4) Jin Y, Zhao C, Zhang S, Zhang X, Qiu Y, Jiang J. Seizure outcome after surgical resection of supratentorial cavernous malformations plus hemosiderin rim in patients with short duration of epilepsy. Clin Neurol Neurosurg. 2014 Apr;119:59-63. doi: 10.1016/j.clineuro.2014.01.013. Epub 2014 Jan 25. PubMed PMID: 24635927.
5) Xie HW, Wang DM, Yuan QG, Sha C, Yang YM, Jiang HZ. [The utility of neuronavigation in the microsurgery for cerebral cavernous malformations]. Zhonghua Wai Ke Za Zhi. 2011 Aug 1;49(8):712-5. Chinese. PubMed PMID: 22168935.
6) Sommer B, Kasper BS, Coras R, Blumcke I, Hamer HM, Buchfelder M, Roessler K. Surgical management of epilepsy due to cerebral cavernomas using neuronavigation and intraoperative MR imaging. Neurol Res. 2013 Oct 23:0. [Epub ahead of print] PubMed PMID: 24070413.

Outcome after surgical or conservative management of cerebral cavernous malformations

There have been few comparative studies of microsurgical excision vs conservative management of cerebral cavernous malformations (CCM) and none of them has reliably demonstrated a statistically and clinically significant difference.

A prospective, population-based study to identify and independently validate definite CCM diagnoses first made in 1999-2003 in Scottish adult residents, used multiple sources of prospective follow-up to assess adults’ dependence and to identify and independently validate outcome events.
Moultrie et al., used univariate and multivariable survival analyses to test the influence of CCM excision on outcome, adjusted for prognostic factors and baseline imbalances.
Of 134 adults, 25 underwent CCM excision; these adults were younger (34 vs 43 years at diagnosis, p = 0.004) and more likely to present with symptomatic intracranial hemorrhage or focal neurological deficit than adults managed conservatively (48% vs 26%; odds ratio 2.7, 95% confidence interval [CI] 1.1-6.5).
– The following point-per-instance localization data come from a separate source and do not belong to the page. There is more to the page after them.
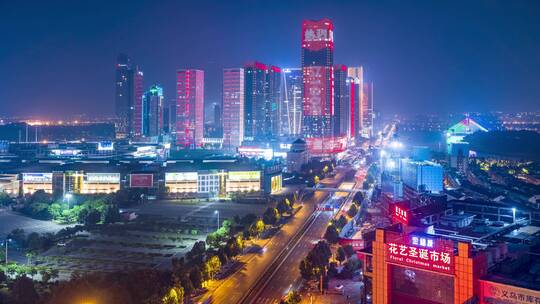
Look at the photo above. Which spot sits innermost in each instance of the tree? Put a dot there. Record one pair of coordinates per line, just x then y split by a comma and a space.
248, 219
293, 297
341, 222
24, 291
256, 228
211, 267
33, 242
40, 196
195, 275
92, 217
353, 210
349, 250
175, 295
5, 200
271, 216
3, 277
340, 255
331, 234
282, 206
55, 210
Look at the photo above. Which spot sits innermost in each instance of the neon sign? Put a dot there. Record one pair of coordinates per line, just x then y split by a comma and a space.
424, 253
401, 214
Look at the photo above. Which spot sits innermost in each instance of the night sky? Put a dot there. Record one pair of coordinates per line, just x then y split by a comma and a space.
57, 57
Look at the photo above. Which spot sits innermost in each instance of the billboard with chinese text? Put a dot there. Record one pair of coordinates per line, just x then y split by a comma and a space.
422, 252
145, 180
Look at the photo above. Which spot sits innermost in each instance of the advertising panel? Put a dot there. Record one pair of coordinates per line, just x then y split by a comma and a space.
145, 180
497, 293
317, 34
314, 90
244, 176
100, 178
422, 252
37, 178
326, 145
181, 176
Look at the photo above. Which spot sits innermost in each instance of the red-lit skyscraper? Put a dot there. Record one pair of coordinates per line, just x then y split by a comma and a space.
262, 101
233, 108
318, 83
137, 103
341, 101
189, 108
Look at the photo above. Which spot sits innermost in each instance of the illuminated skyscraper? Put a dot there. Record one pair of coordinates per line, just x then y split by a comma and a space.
233, 108
367, 110
152, 112
317, 70
356, 84
189, 108
262, 101
341, 101
129, 89
291, 101
138, 88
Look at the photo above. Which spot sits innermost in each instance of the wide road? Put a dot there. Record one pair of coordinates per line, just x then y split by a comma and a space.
235, 286
286, 276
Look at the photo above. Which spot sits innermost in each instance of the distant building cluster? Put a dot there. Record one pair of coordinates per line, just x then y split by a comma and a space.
328, 105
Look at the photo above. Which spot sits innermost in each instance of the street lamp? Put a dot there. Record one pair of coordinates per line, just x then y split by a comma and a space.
217, 213
6, 243
68, 197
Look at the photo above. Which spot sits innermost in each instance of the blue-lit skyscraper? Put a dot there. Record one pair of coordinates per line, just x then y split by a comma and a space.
152, 112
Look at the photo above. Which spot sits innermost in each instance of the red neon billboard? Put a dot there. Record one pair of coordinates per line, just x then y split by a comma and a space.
422, 252
317, 34
401, 214
326, 145
141, 180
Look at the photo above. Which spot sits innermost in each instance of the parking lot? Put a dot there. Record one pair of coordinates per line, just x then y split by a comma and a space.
163, 230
During 5 years of follow-up, CCM excision was associated with a deterioration to an Oxford Handicap Scale score 2-6 sustained over at least 2 successive years (adjusted hazard ratio [HR] 2.2, 95% CI 1.1-4.3) and the occurrence of symptomatic intracranial hemorrhage or new focal neurologic deficit (adjusted HR 3.6, 95% CI 1.3-10.0).
CCM excision was associated with worse outcomes over 5 years compared to conservative management. Long-term follow-up will determine whether this difference is sustained over patients’ lifetimes. Meanwhile, a randomized controlled trial appears justified.
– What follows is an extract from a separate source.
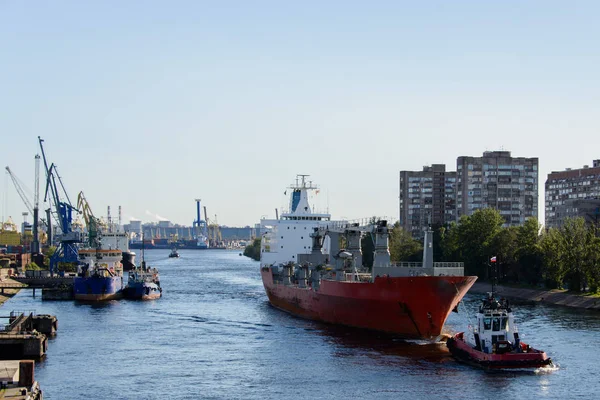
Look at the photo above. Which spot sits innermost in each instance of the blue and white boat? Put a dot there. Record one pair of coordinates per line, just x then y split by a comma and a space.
143, 284
99, 275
CLASSIFICATION OF EVIDENCE: This study provides Class III evidence that CCM excision worsens short-term disability scores and increases the risk of symptomatic intracranial hemorrhage and new focal neurologic deficits 1).
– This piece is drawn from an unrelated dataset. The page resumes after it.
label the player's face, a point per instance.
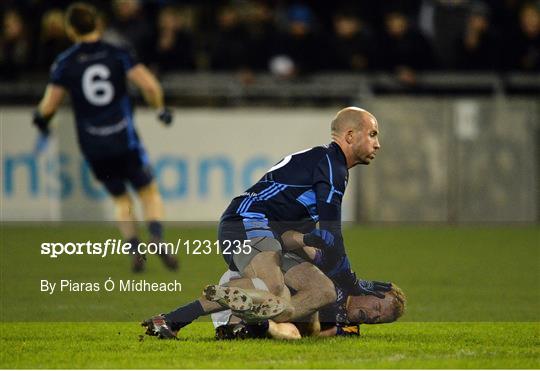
(370, 309)
(365, 142)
1) Moultrie F, Horne MA, Josephson CB, Hall JM, Counsell CE, Bhattacharya JJ, Papanastassiou V, Sellar RJ, Warlow CP, Murray GD, Al-Shahi Salman R; Scottish Audit of Intracranial Vascular Malformations (SAIVMs) steering committee and collaborators. Outcome after surgical or conservative management of cerebral cavernous malformations. Neurology. 2014 Aug 12;83(7):582-9. doi: 10.1212/WNL.0000000000000684. Epub 2014 Jul 3. PubMed PMID: 24994841.